RAX, ou Ragnar Axelsson, photographie le pays des couleurs en noir et blanc. Et pourtant, il raconte l’Islande comme personne. On se souvient de ses images apocalyptiques de l’éruption de l’Eyjafjallajökull, en 2010. Ses portraits font l’objet de mises en scène surréalistes : un homme immergé dans la lagune glaciaire, des gros plans d’icebergs qui révèlent des visages, des fermiers aux visages intemporels. Dans un autre registre, Gunnar Freyr fait découvrir la faune islandaise avec humour. Des maisons isolées, des moutons égarés montrent une autre Islande.

Des photographes venus d’ailleurs ont choisi l’Islande. L’Australien Benjamin Hardman se passionne pour les paysages extrêmes. Il documente la faune et la flore dans l’espoir d’alerter sur les méfaits du réchauffement climatique. D’origine moldave, Iurie Belegurschi arrive à Reykjavik en 2006. En parallèle de ses activités de guide touristique, il poursuit une carrière : paysages, aurores boréales et images oniriques sont publiées par The Huffington Post et The Telegraph. Il expose aussi bien à Hong Kong qu’en Islande.

De nos jours

Pour prendre le pouls de la scène d’aujourd’hui, une escale s’impose au NYLO Living Art Museum, lieu dirigé par des artistes.

Parmi les artistes islandais présents sur la scène internationale, Sigurdur Arni Sigurdsson (né en 1963) expose dans plusieurs musées français et islandais dont le Musée national d’Islande et le Musée de la Ville de Reykjavik. Représentant de l’Islande à la Biennale de Venise de 1999, Sigurdur Arni questionne l'espace et sa dimension abstraite en peinture et en photographie.

Olafur Eliasson, né en 1967, exerce son art en sculpture, photographie, vidéo, installations et peinture. Pour lui, l’art est un moyen fondamental de transformer la réflexion en action.

Katrin Fridriks, née en 1974, a développé une technique qui retranscrit la dynamique de ses gestes sur la toile, pour capturer l’acte même de peindre. Quand peindre devient un acte chorégraphique.

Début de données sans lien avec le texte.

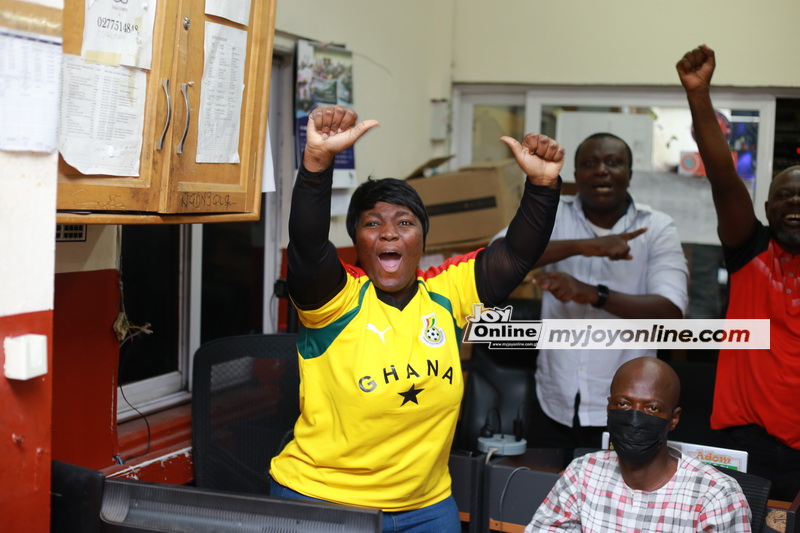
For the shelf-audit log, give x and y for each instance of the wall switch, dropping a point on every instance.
(26, 356)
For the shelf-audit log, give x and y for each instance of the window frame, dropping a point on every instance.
(174, 388)
(466, 96)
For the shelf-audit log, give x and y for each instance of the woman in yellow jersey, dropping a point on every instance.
(378, 346)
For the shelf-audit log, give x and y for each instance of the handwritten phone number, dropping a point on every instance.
(116, 25)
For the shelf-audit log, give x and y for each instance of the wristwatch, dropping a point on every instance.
(602, 296)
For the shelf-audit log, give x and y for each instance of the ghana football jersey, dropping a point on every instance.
(377, 423)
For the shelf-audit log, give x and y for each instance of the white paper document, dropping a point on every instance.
(102, 117)
(30, 75)
(119, 32)
(221, 94)
(236, 10)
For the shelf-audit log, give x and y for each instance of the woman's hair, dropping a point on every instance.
(391, 191)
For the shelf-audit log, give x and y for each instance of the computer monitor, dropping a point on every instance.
(129, 506)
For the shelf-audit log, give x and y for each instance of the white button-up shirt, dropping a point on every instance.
(658, 267)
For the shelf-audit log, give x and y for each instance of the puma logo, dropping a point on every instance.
(371, 327)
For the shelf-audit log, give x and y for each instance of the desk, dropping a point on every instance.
(514, 486)
(783, 517)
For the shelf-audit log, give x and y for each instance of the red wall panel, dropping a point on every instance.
(85, 368)
(25, 434)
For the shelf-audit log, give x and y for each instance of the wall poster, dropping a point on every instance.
(324, 77)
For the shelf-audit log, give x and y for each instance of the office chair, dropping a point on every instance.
(756, 492)
(499, 386)
(245, 402)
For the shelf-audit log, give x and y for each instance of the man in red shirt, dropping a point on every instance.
(756, 390)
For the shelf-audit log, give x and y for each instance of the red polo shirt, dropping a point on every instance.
(762, 386)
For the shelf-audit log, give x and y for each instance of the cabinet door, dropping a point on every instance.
(192, 187)
(170, 181)
(97, 192)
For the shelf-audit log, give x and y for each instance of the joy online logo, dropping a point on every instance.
(494, 326)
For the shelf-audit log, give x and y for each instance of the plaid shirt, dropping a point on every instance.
(592, 497)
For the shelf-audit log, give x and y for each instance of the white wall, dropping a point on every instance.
(27, 237)
(407, 53)
(624, 42)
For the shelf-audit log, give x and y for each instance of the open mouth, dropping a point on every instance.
(390, 261)
(792, 220)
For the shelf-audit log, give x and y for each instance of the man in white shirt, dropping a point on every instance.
(608, 257)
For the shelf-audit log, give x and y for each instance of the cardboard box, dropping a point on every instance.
(468, 207)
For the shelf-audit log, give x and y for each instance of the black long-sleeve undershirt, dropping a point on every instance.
(316, 274)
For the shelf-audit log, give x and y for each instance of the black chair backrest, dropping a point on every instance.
(245, 402)
(492, 389)
(756, 491)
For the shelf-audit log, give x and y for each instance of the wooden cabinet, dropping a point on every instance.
(171, 186)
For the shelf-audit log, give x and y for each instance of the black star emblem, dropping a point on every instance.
(410, 395)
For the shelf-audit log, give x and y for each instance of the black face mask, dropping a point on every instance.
(637, 436)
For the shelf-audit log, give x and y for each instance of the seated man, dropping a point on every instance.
(642, 485)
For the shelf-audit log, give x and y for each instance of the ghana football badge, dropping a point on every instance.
(432, 335)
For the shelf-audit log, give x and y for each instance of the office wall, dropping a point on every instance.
(626, 42)
(27, 246)
(401, 60)
(86, 350)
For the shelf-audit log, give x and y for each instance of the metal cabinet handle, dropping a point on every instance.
(165, 85)
(185, 92)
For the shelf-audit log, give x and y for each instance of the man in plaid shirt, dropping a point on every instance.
(642, 486)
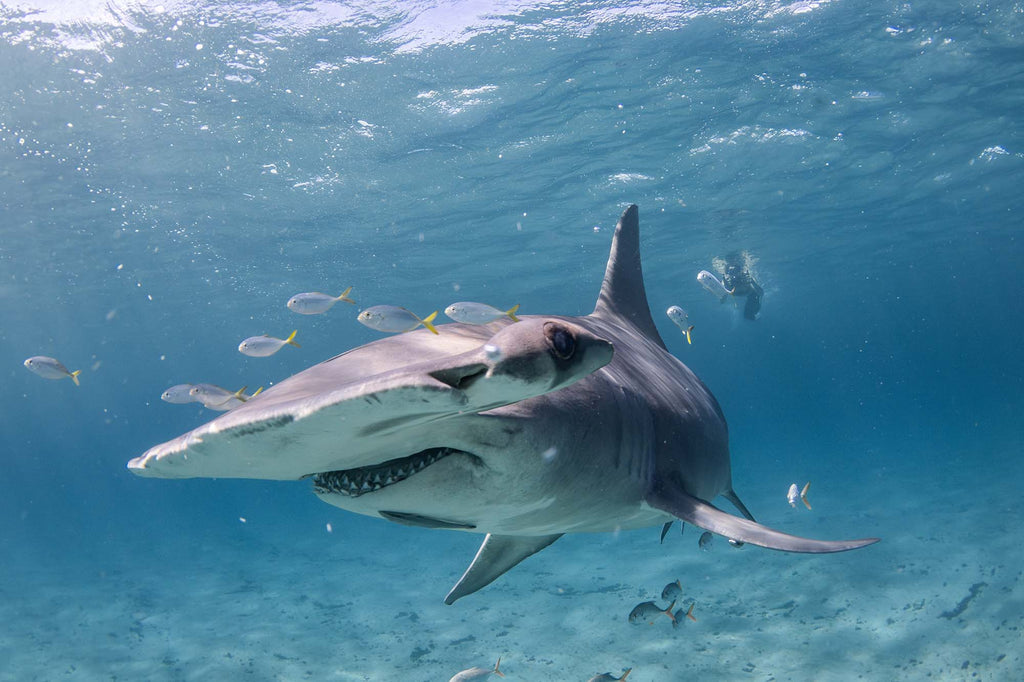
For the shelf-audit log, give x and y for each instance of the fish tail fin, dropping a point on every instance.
(428, 320)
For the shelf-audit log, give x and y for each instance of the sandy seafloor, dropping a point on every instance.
(939, 598)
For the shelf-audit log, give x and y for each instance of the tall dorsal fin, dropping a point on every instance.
(623, 293)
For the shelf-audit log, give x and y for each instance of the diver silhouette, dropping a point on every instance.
(737, 279)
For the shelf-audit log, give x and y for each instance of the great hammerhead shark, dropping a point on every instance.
(521, 430)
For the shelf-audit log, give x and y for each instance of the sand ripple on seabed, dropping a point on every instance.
(934, 598)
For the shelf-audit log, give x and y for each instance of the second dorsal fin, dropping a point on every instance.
(623, 293)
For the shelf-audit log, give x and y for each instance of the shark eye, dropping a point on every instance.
(561, 340)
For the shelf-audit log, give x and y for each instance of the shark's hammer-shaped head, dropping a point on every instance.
(534, 356)
(381, 409)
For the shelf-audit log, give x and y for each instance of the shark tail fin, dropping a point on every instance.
(707, 516)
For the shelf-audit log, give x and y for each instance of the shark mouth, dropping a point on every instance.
(353, 482)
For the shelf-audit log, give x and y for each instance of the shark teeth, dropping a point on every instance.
(353, 482)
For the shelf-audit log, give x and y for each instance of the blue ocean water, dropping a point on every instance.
(171, 173)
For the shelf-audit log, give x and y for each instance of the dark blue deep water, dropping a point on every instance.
(171, 173)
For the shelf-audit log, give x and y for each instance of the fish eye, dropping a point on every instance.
(561, 340)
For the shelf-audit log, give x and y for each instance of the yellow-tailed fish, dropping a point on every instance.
(477, 673)
(678, 315)
(313, 302)
(395, 318)
(50, 368)
(478, 313)
(221, 399)
(264, 346)
(179, 394)
(648, 611)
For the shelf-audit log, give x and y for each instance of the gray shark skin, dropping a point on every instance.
(523, 431)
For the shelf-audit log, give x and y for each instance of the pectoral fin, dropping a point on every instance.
(709, 517)
(497, 554)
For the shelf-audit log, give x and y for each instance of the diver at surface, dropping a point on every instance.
(735, 268)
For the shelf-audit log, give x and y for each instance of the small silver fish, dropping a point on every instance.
(477, 673)
(678, 315)
(221, 399)
(313, 302)
(264, 346)
(394, 318)
(712, 284)
(673, 591)
(648, 611)
(478, 313)
(795, 494)
(680, 615)
(50, 368)
(179, 394)
(606, 677)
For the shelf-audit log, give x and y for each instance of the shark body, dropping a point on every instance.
(523, 431)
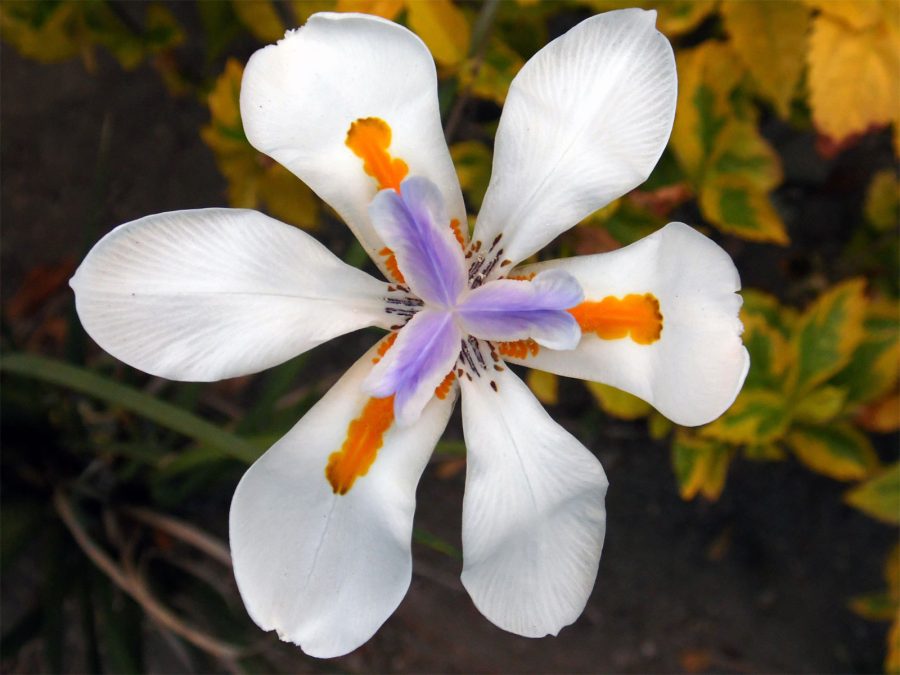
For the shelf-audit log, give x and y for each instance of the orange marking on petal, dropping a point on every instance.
(519, 349)
(391, 264)
(365, 436)
(522, 277)
(613, 318)
(444, 387)
(369, 138)
(457, 232)
(384, 345)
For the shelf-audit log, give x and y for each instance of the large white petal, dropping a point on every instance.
(214, 293)
(300, 96)
(533, 513)
(321, 569)
(693, 373)
(586, 120)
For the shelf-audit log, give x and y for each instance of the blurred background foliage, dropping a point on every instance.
(769, 93)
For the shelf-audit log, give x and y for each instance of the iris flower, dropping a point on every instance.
(320, 525)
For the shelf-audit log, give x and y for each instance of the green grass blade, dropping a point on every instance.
(120, 395)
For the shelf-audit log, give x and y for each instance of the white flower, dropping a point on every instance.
(321, 524)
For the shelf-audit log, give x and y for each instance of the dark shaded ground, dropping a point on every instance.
(756, 582)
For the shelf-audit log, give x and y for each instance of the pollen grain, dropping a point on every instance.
(519, 349)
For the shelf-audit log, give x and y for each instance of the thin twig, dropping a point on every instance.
(137, 589)
(186, 532)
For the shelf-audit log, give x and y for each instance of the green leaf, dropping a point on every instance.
(757, 416)
(873, 368)
(122, 396)
(838, 451)
(432, 541)
(828, 332)
(882, 206)
(879, 496)
(735, 205)
(820, 405)
(618, 403)
(473, 165)
(700, 466)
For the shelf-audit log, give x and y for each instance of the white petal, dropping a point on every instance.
(533, 513)
(321, 569)
(585, 121)
(693, 373)
(300, 96)
(214, 293)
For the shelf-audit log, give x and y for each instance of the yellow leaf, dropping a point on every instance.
(473, 166)
(821, 405)
(544, 385)
(287, 198)
(879, 497)
(828, 333)
(856, 14)
(882, 205)
(757, 416)
(490, 77)
(765, 452)
(261, 18)
(853, 75)
(734, 205)
(770, 39)
(706, 77)
(442, 26)
(676, 17)
(700, 465)
(839, 451)
(253, 179)
(386, 9)
(618, 403)
(878, 606)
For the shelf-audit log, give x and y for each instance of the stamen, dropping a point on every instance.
(457, 232)
(444, 387)
(369, 138)
(613, 318)
(391, 264)
(365, 436)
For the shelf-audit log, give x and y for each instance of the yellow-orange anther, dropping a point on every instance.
(612, 318)
(369, 138)
(365, 436)
(457, 232)
(391, 263)
(519, 349)
(444, 387)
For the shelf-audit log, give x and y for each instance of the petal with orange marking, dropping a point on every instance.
(323, 569)
(301, 96)
(695, 369)
(585, 121)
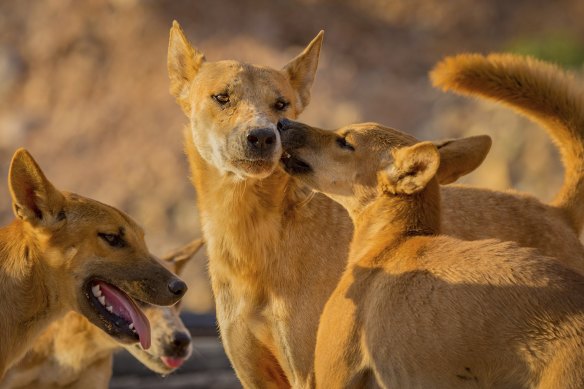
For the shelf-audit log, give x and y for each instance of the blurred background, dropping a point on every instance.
(83, 86)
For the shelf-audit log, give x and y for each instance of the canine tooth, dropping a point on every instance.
(96, 290)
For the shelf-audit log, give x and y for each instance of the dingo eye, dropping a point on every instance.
(342, 142)
(221, 98)
(113, 240)
(281, 105)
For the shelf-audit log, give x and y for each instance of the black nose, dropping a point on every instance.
(181, 341)
(283, 124)
(177, 287)
(262, 139)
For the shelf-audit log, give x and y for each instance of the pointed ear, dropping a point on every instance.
(184, 61)
(34, 198)
(179, 258)
(459, 157)
(301, 70)
(412, 168)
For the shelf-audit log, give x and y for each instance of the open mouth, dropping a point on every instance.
(172, 362)
(120, 316)
(294, 165)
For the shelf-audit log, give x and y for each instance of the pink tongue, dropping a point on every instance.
(172, 362)
(126, 308)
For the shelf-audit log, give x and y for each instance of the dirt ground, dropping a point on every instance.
(83, 86)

Au Palais de Tokyo, Ragnar Kjartansson (né en 1976) est surnommé « le viking flamboyant ». Son œuvre évolue à la croisée de la performance, de la vidéo, de la sculpture, de la peinture et de la musique. Vedette montante, il a reçu les honneurs du Guggenheim de Bilbao, ou encore du New Museum à New York. Grâce à lui, la poésie islandaise continue d’embellir la scène artistique.